Recuerdo dos matrimonios, ambos con posgrado, donde el varón tico, de familia con pocos recursos, cumplía tres años de haber regresado y todavía trabajaba como dependiente en una ferretería de zona rural, mientras su esposa solo podía desempeñarse como ama de casa. Con el tiempo, volvió con sus bebés a su patria, en busca de reglas más leales y equitativas.
Otra pareja que si bien después de cierto tiempo el conyugue tico sí logró el ansiado reconocimiento y equiparación, su esposa, con un doctorado en ciencias de la salud, obtenido en Europa del este, y tres hijos ticos, trabajaba en un puesto técnico, dado que a algún “especialista” de la universidad que llevaba su caso, le parecía que le faltaba una materia, sin la cual no era equiparable en Costa Rica. Mandó todo al carajo y se regresó a Europa.
Y la cereza en el pastel. Mi antiguo compañero Federico Sánchez, técnico de reclutamiento, cierto día convocó a reunión urgente durante un concurso de biólogo para el Minae. La razón era enseñarnos algo que no volveríamos a ver en nuestras vidas: los atestados de un doctor en biología (PhD), extendido por la Universidad de Harvard, algo que ciertamente no volvió a suceder. El doctor, a quien quise conocer y atender personalmente, se había retirado joven, vivía en Costa Rica y se le ocurrió que podía aportar algo al país. Lo orienté todo lo que pude, pero luego supe que se obstinó de trámites y siguió jubilado.
Democratización
Para injusticias, no solo debemos quedarnos en títulos obtenidos en el exterior. Me correspondió ingresar a la UCR hace exactamente 50 años, entonces la única universidad en el país. El TEC era un galerón en Cartago, la UNA sería inaugurada ese año y la UNED y la UACA abrirían hasta 1976. Era el primero de mi núcleo familiar en acceder a la universidad. Sin tener claramente definida una carrera, si sabía que iba por las ciencias sociales y que como había sido lugar común desde niño, debía trabajar para sobrevivir y ayudar a mi familia, así que matriculé derecho.

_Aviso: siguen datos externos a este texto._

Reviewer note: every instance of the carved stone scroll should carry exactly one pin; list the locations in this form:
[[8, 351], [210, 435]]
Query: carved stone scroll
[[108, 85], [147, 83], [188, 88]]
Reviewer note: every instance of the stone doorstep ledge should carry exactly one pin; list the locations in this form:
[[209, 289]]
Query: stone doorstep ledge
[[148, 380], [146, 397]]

En la segunda clase de Introducción al Derecho, el único curso nocturno que impartía la carrera, el profesor preguntó por quienes trabajábamos a tiempo completo. Manifestó de inmediato que, sintiéndolo mucho, la profesión no aceptaba “obreros del derecho” y que del grupo presente —unos 45 alumnos— solo debían pasar 10. Y cumplió. Eso cambió años más tarde cuando la UACA democratizó la educación universitaria y hoy conocemos “obreros del derecho” que han llegado hasta la magistratura.

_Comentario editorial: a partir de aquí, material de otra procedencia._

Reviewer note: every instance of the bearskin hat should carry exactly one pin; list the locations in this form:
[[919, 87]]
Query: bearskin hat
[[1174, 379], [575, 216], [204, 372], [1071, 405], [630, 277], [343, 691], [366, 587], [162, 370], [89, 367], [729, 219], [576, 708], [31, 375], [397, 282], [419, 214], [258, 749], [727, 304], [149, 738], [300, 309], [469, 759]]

Actualmente, recibimos a aquellos profesionales con experiencia global que, tras esfuerzos titánicos y superando barreras idiomáticas y culturales, se graduaron en el exterior, encontrando obstáculos insolubles para validar y ejercer su profesión en Costa Rica.

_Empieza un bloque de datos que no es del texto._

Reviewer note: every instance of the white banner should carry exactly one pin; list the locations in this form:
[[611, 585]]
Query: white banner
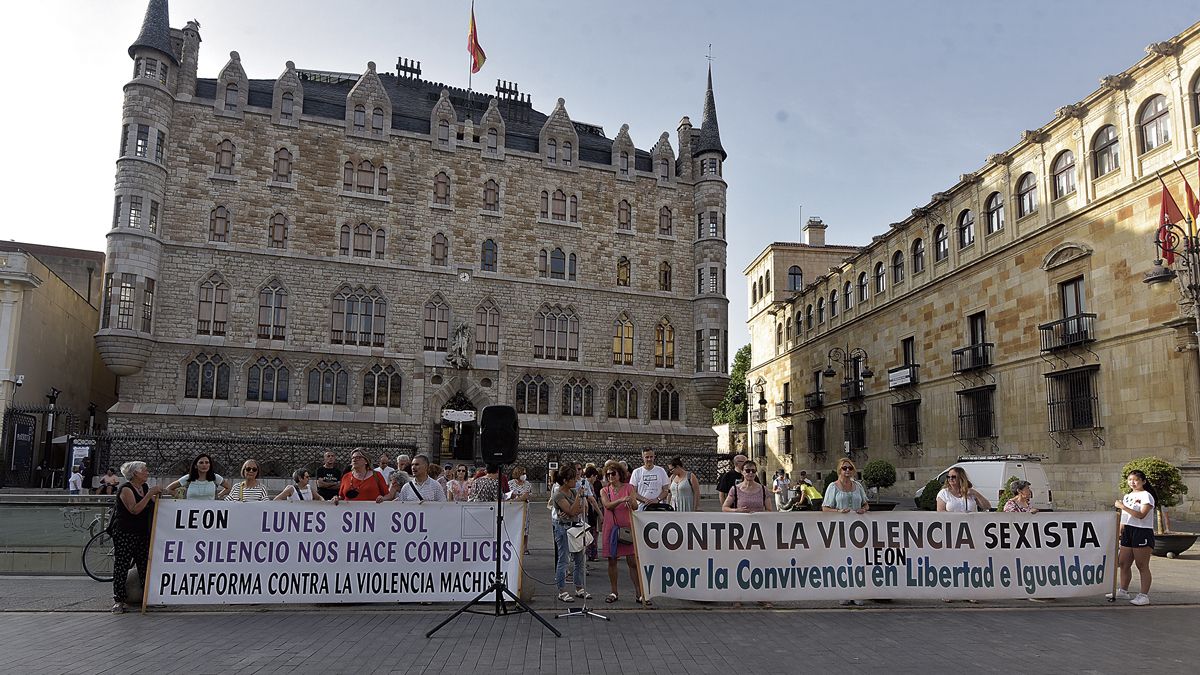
[[232, 553], [786, 556]]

En lugar de ser recibidos como activos valiosos para el desarrollo del país, se ven enfrentados a despiadados desafíos que incluyen trámites burocráticos complejos y exigencia de requisitos irrealistas y poco prácticos. Dichos desafíos socavan progresivamente el potencial de trabajadores perfectamente capaces y crean una brecha en la competitividad global de la nación.
El monopolio del reconocimiento debe quitarse de manos interesadas y hacerlo un procedimiento ágil, sencillo y respetuoso de los derechos humanos de los graduados. En lugar de desalentar a profesionales a buscar oportunidades en el extranjero, insto a todos los interesados a manifestarse en nombre de la innovación de nuevas generaciones de costarricenses. Este proyecto debe ser aprobado para un futuro próspero.
El autor es politólogo, administrador y ex director general de Servicio Civil.